Una così naturale (quasi logica), eppure globale apparizione del videogioco, non s'era mai vista. Non si tratta di colonialismo culturale, non è che subdolamente è stato imposto un Big Mac. È una diffusione da Grecia antica, che pure inglobata da Roma ha fatto sì che nel resto del mondo si accogliesse e riconoscesse la sua intera mitologia. Oggi il fumetto occidentale, per esempio, non può non confrontarsi con Kentaro Miura, che con il suo Berserk aveva preso tanto proprio dalle atmosfere europee. Un Pacific Rim non può che scimmiottare Kaiju e Mecha orientali. I videogiochi non possono che muoversi dalle solidissime basi di game design costruite da Shigeru Miyamoto e colleghi.
Aperto il browser siamo di fronte a un gioco fluido e ricco visivamente, persino bello da esplorare. Semplice, giapponese fino all'ultimo pixel e pieno di contenuto segreto: gameplay che solo qualche anno fa non si poteva pensare di proporre globalmente. Al massimo alla fetta di appassionati. Quello che si poteva limitare a pochi minigiochi (un T-Rex Runner diciamo) è invece quasi un JRPG, ben disegnato, con side-quest, dialoghi vivaci e sfondi degni di Ghibli. Uno sforzo inspiegabile se Google non immaginasse qualcuno, un numero tutt'altro che esiguo di giocatori, pronto a dedicarsi alla sfida (ma Google non immagina, sa, proprio perché parliamo di Google).
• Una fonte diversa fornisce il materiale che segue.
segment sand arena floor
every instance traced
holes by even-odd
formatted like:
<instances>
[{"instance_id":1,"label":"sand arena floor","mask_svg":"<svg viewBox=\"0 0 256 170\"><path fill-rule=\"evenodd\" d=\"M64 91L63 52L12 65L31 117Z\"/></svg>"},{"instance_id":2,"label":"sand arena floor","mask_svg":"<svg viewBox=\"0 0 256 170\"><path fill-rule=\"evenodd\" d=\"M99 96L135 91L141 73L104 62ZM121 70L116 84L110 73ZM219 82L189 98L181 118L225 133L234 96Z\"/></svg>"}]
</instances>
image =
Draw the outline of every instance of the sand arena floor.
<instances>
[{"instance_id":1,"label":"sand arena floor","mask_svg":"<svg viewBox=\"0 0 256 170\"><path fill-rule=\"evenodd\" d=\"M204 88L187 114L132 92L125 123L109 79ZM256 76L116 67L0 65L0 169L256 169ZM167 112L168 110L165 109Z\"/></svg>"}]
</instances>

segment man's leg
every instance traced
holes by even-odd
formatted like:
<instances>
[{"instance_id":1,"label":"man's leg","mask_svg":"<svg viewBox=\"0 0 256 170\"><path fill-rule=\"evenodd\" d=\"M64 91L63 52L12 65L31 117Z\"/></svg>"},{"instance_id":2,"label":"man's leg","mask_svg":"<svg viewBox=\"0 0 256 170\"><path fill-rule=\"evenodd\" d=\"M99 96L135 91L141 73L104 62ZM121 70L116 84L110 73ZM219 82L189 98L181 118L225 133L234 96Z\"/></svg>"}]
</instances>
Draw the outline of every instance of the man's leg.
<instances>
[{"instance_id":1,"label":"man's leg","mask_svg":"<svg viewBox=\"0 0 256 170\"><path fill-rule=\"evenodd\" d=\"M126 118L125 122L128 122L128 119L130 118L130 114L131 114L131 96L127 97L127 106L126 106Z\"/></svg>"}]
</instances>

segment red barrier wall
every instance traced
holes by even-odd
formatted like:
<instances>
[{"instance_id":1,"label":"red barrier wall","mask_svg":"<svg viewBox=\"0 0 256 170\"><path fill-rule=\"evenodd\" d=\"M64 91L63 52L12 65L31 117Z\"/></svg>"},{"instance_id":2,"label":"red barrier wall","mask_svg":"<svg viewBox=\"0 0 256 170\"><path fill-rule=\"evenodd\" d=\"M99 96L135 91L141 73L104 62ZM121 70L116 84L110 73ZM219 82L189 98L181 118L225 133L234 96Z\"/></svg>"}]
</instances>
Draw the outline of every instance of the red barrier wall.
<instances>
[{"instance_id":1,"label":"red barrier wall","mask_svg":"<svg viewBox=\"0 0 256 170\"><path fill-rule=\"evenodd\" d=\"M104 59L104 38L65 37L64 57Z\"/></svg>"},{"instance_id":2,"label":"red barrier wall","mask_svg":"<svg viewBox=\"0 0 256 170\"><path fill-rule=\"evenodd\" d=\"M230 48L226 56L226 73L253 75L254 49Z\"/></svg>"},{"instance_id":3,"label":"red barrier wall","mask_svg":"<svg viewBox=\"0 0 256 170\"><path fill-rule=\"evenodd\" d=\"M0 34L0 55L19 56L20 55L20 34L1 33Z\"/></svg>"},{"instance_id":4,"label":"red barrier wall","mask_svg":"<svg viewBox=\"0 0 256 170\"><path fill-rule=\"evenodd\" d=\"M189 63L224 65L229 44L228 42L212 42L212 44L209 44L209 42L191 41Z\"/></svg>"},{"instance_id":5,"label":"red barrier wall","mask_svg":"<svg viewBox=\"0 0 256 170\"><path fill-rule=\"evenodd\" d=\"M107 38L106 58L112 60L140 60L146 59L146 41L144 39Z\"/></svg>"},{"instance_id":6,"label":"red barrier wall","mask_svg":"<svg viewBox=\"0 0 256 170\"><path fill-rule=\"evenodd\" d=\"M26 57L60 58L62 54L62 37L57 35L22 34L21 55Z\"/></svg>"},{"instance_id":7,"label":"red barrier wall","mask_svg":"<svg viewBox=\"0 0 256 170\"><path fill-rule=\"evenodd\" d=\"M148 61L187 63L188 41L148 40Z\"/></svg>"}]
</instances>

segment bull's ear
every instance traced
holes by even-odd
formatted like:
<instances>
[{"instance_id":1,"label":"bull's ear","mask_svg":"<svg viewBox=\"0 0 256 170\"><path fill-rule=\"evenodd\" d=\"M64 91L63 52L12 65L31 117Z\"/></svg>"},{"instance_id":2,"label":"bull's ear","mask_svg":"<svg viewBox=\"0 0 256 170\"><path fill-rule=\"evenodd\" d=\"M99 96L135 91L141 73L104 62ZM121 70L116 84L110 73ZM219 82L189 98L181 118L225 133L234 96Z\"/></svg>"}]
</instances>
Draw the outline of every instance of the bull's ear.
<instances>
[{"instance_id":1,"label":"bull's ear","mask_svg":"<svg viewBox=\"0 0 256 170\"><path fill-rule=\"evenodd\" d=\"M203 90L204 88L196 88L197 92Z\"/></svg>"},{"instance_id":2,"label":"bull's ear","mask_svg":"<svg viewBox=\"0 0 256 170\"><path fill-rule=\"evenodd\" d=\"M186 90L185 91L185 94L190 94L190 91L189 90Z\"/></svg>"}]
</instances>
Per chi non avesse tempo, le partite (se non cancellate la cronologia), restano persino salvate. Non che il gioco duri tanto, ma nel suo piccolo è interessante, snello, non ha l'ombra di un bug ed ha una cura che se nei Tripla A spesso manca per l'imponenza dei lavori, negli indie spesso manca perché non tutti vantano delle stesse risorse e competenze. C'è persino una componente online, nella raccolta di punti per portare avanti la propria squadra. E ci sono persino scelte narrative, perché ogni squadra esclude l'accesso alle sedi dei rivali.
Questa non è una recensione, inutile dilungarsi nel dire quanto sia giocabile la sezione di skate o il Ping Pong all'interno dell'Isola. Quel che si vuole sottolineare è che persino in un contesto come questo ci sono elementi familiari per tutti, già in apertura si ha l'impressione che la ricerca dei campioni da sfidare sia equivalente alla ricerca delle Sfere del Drago, alla ricerca dei Capipalestra nel già citato Pokémon, alla ricerca delle reliquie del santo in JoJo. Non serve aver giocato a Persona 5, Sekiro o Tenchu e conoscere mitologia e genealogia di Amaterasu per trovare qualcosa di familiare nel Doodle di questi giorni.
Questo Doodle è importante perché dimostra quanto pervasiva possa essere una cultura coerente e matura, che certo ha le sue ombre socio-economiche, soprattutto per quanto riguarda lavoro e attenzione psicologica ai singoli, ma che nell'arte ha punte di diamante impossibili da ignorare, per influenza e diffusione di tecniche narrative.
Intanto da questa parte del mondo la Farnesina ha chiesto a Forge Reply di fare un gioco acchiappa-turisti, tale ITALY: Land of Wonders. Provatelo, per amor di patria diciamo. Ma per quanto i Reply siano in gamba (tra l'altro hanno alle spalle un bel gioco su Lupo Solitario), dimostra una sola cosa: non siamo in grado di appropriarci di una nostra estetica, di ricamarcela intorno. La Disney è più brava di noi, con le nostre storie: siano Vespe, sirene o Pinocchio. Quando toccherà a noi, se Google avrà solo pizze, mandolini e se siamo fortunati Dante, Calvino e Fellini, chiediamoci che sforzo abbiamo fatto per diffondere tutto il resto.